Historically speaking however the most scientific data we have in psychology is the significant research and data that emerged in the 1970’s from attachment theory (which essentially came from a psychodynamic ). Bowlby and Ainsworth produced the most convincing scientific data to date in their research on early childhood development. However their research was done before the term "evidence based" was widely used.

 

 

What is Cognitive Behavioral Therapy (CBT) and how does it differ?

Cognitive behavioral therapy (often shortened to CBT), focuses on recognizing negative thought patterns and changing thoughts and behaviors and feelings through concrete skills.
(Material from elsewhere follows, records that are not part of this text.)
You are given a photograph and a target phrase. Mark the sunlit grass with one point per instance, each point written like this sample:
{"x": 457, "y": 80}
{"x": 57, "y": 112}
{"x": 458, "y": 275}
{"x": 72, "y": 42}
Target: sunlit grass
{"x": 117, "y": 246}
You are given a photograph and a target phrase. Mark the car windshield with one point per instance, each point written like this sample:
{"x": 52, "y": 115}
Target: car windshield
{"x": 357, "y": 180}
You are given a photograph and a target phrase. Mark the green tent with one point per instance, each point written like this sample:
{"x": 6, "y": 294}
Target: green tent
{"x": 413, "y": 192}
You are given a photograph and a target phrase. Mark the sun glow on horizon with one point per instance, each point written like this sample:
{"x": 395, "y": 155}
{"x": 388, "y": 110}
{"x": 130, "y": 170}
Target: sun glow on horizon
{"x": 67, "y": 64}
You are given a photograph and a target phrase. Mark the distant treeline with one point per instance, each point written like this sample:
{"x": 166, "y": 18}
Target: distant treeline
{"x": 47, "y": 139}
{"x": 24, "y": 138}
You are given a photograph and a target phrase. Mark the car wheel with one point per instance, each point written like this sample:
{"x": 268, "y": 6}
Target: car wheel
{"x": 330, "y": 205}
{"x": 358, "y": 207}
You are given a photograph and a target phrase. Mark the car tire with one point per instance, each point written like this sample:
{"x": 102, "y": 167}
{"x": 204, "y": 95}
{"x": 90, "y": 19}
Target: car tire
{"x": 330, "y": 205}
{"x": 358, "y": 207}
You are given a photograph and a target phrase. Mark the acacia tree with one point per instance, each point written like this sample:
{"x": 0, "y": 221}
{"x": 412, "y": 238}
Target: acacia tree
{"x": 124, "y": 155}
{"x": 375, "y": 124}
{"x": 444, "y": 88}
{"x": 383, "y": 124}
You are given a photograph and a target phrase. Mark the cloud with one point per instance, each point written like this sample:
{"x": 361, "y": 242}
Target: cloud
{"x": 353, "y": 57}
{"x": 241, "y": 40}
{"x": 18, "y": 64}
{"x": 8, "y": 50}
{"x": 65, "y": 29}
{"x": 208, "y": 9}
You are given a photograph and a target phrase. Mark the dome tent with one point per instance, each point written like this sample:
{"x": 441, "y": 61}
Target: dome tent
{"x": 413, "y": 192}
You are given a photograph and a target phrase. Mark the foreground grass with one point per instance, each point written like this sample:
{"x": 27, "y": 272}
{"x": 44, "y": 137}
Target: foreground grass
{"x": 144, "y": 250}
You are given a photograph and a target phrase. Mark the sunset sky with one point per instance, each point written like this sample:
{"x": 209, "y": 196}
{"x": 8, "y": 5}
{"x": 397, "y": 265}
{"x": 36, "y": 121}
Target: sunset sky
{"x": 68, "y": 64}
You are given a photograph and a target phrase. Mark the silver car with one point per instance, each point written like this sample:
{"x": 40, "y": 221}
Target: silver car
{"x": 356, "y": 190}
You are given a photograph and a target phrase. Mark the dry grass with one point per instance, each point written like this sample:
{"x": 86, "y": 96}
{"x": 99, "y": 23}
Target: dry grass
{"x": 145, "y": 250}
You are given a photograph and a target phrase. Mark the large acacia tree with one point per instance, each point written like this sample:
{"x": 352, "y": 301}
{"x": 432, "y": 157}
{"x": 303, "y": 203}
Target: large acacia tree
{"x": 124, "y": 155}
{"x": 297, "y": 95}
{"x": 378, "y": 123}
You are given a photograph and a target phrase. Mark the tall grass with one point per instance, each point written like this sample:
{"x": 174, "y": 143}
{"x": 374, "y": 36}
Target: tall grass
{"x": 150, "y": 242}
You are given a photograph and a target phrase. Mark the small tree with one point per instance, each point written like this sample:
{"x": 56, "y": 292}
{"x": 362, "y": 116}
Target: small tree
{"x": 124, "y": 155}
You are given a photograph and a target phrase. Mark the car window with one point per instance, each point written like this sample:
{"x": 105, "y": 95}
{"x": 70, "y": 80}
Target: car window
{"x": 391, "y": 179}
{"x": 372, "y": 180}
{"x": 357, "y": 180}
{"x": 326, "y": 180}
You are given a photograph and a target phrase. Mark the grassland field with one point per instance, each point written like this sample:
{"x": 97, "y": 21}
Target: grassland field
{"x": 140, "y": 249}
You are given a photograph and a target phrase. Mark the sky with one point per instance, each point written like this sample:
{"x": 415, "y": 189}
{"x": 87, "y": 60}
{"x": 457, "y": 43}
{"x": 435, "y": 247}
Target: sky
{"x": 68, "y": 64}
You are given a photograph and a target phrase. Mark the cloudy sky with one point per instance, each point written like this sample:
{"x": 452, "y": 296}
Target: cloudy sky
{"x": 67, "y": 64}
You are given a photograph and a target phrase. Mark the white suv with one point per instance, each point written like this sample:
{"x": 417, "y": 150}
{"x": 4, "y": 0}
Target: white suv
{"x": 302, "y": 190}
The focus is on finding practical solutions to your present-day challenges instead of looking for the root cause of the problem.

CBT often entails homework assignments.

Sessions often involve homework assignments, also called "action plans,” for you to implement outside of sessions. These assignments may consist of journaling, writing self statements, practicing positive reinforcement, meditation and breathing exercises.

CBT is often a short-term treatment, lasting 2-3 months.

This type of therapy is typically more short-term, usually eight to 12 weekly sessions, over the course of two or three months

 

Are some mental health conditions better served by certain types of therapies?

Some mental health conditions like Obsessive Compulsive Disorder, acute eating disorders, acute alcoholism or drug addiction may require more of a cognitive behavioral approach when acute and/or present with safety concerns. Other conditions such as bipolarity or Schitzophrenia may require a psychiatrist to prescribe medications but treatment is often improved when accompanied with therapy. Some personality disorders such as Borderline Personality Disorder are often treated with Dialectical Behavior Therapy (DBT) which is a highly structured version of CBT.